当然、Dランクの男性は国家資産としての要保護性が下がるため、SPのグレードは落ち、割当たる職務も忌避される傾向が強いものが割当たるとしてあるのは知っていた。


しかし、DランクのSPが、職務を放棄するレベルのSPであるとは知らなかった。


「SP無しで歩くのは怖くて…ちょっと待っていたらさっきの女の人二人に……その…交配の要求をされて……怖くてうまく断れなかったら二人が喧嘩を始めて…」


この世界は男女比が1:96と歪でSPを連れて外出することが多いこともあり、彼のように気弱な男性が多い。

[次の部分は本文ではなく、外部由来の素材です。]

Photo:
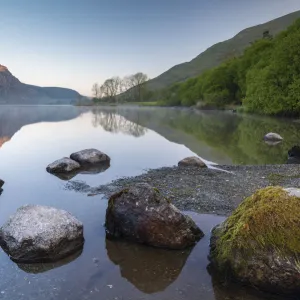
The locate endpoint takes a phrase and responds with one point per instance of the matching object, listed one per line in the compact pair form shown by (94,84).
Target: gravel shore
(213,191)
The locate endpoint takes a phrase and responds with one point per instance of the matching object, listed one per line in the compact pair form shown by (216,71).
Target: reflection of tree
(110,121)
(150,270)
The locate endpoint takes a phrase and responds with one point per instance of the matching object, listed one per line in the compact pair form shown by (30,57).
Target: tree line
(116,89)
(265,79)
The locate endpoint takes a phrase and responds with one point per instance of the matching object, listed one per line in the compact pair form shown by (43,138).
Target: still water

また、女性は男性を偶像化・神聖化する層や、男性を生殖資源として非人格化する層等がおり、今回の女性二人はまさに後者だったのだろう。


「それは、怖い思いをしましたね。」


俺は出来るだけ優しく、石田の不安を解きほぐす。


「い、いえ…同じ男性がいてくれてとても安心しました。」


石田の表情が明るくなり、少し笑顔が見えた。


今ならほかのことも聞けそうだと思い、俺は細かく質問を重ねた。


前のSPと現在のSPの名前、所属、どのような容姿であるか、普段のSPとのやり取り、プログラムの手続きをした時の反応等。


「前のSPさんは職人肌という感じの人でした。外見的にはあんまり特徴は無かったですが、腕に古い傷痕があって…でもそのくらいですかね。」


その一言で、俺の中で微かな歯車が噛み合う音がした。